It may be a shock to younger people, but in the past cars weren’t controlled by computers. In fact, there are still huge numbers of vehicles on the road that have no computer chip in them at all. When spark plugs fired, the right time was decided by a very mechanical device that was made for that purpose. The gasoline was measured by another mechanical device. Nowadays, a little silicon chip scratches its head and thinks about each of those events and decides exactly what is needed. It takes into account the temperature, the chemicals in the gas, how hard the motor is working, and even how the driver likes to drive. That little computer chip comes up with a magic formula to make everything work correctly — and it makes decisions faster than any human can think. It can even change that formula every second if it needs to. It really is a fantastic development. Somewhere, though, in my high school science classes, I remember one little detail. That detail is that for everything gained, something is lost. Nothing happens without some consequence — and it isn’t always good.

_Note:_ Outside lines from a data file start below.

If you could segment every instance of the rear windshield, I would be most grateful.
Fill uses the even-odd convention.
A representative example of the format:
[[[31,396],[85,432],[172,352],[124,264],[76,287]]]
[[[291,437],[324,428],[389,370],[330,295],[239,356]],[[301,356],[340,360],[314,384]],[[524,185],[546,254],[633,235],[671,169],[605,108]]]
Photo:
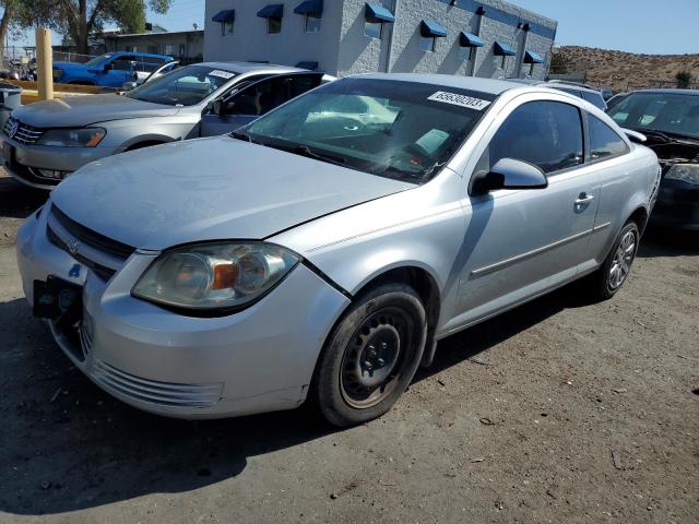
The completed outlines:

Recently, I had a car problem. It wouldn’t be a big deal in the old days. Any mechanic worth his salt would track down and evaluate each component until he found the problem. But oh, it doesn’t seem to work that way anymore. Now there is a diagnostic ritual that must be followed. It involves using another computer (of course) to find the problem. After going through a scan of the symptoms, computer B (in the shop) will supposedly tell what computer A (in the car) has to say. Then computer B will suggest what the mechanic should do. As long as computer A has the correct information and computer B comes to the correct conclusion, all is well. There are some things that can go wrong, however. Computer A may get the wrong information if something in the car malfunctions. Then the conclusion of computer B would also be wrong because computer A didn’t get good data. Now if computer B has any doubts, it may give the mechanic several options — from replacing a sensor to replacing the whole stinkin’ engine. But the plot thickens. If something is wrong in the car it may not even report to its computer, in which case the computer either doesn’t have any idea that anything is wrong, or focuses on something that has nothing to do with anything.
I know, it’s all very confusing. The worst part is that the mechanic is relying on guidance from an inanimate object that can supposedly make decisions for us. In the old days, he could put his hand on the motor and tell if it was overheating. He could listen for squeaking or knocking, or look and smell for leaking fluids — things that the computer just isn’t good at. So, it still comes down to using human senses to find a problem. The only thing is that the thousands of dollars’ worth of equipment must be paid for, so the mechanic gets ten bucks and the computer needs ninety. At least a mechanic can go spend his ten bucks getting a cheeseburger and fries and iced tea for lunch, while the computer’s money goes straight to the people who made it and also made the computer that is in the car. Hmmm — seems a bit self-serving, don’t you think?
I guess I’m all for the old ways of doing things — where a human uses brainpower, fixes the problem, gets paid, and gets to eat and buy stuff for his family. I love old time mechanics. And by the way, my car problem is still a problem. It seems that something somewhere is wrong, but no human has been allowed to figure it out yet. Like my science teacher said, “There is no such thing as a free lunch.” To which I’d add, “There is no such thing as lunch without a computer involved somewhere along the way — and it’ll cost three hundred bucks more.”